Con “A Hidden Life”, mette in scena un percorso fortemente cristologico popolato – in tal direzione – da figure allegoriche e archetipiche, la narrazione di un martirio scandito da luoghi e tappe, scevro da ogni possibile scivolone didascalico ma colmo di dirompente, lucida e autoriale sincerità. Un viaggio nel cuore della fede pregno di grazia e dolcezza, ma non per questo privo di dolore e tragicità (altra frequente accusa semplicistica al cinema del regista, a torto considerato eccessivamente mellifluo).

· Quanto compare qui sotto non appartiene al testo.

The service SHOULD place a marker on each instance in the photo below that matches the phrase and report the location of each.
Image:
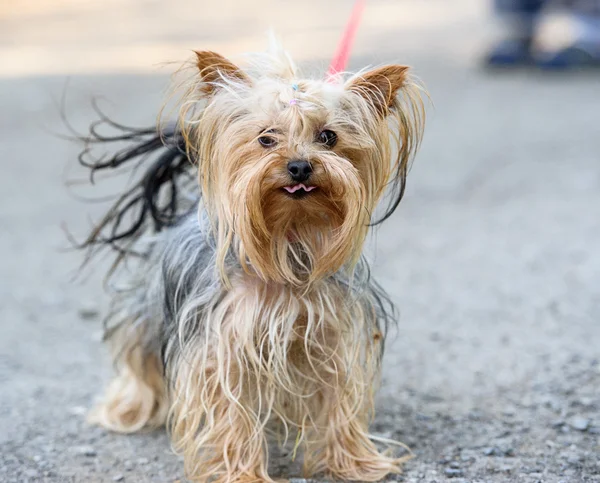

È anzi forse il Malick più sofferente di sempre, straordinario nella sua capacità di rivelare la violenza lasciandola fuori campo appena in tempo, giusto il minimo indispensabile (voglio dire: la tensione sprigionata dal finale è fenomenale).
La storia di una passione, profondamente commovente nella sua verità, ammantata per tutti i suoi indispensabili 173 minuti di laica trascendenza.
Quindi no, non è solo la magniloquente meraviglia del set, come non è e non è mai stata la tavolozza di colori perfetta a fare del quadro un’opera immortale. È sempre e solo la mano dell’artista, e Malick sta al cinema come Michelangelo all’arte pittorica.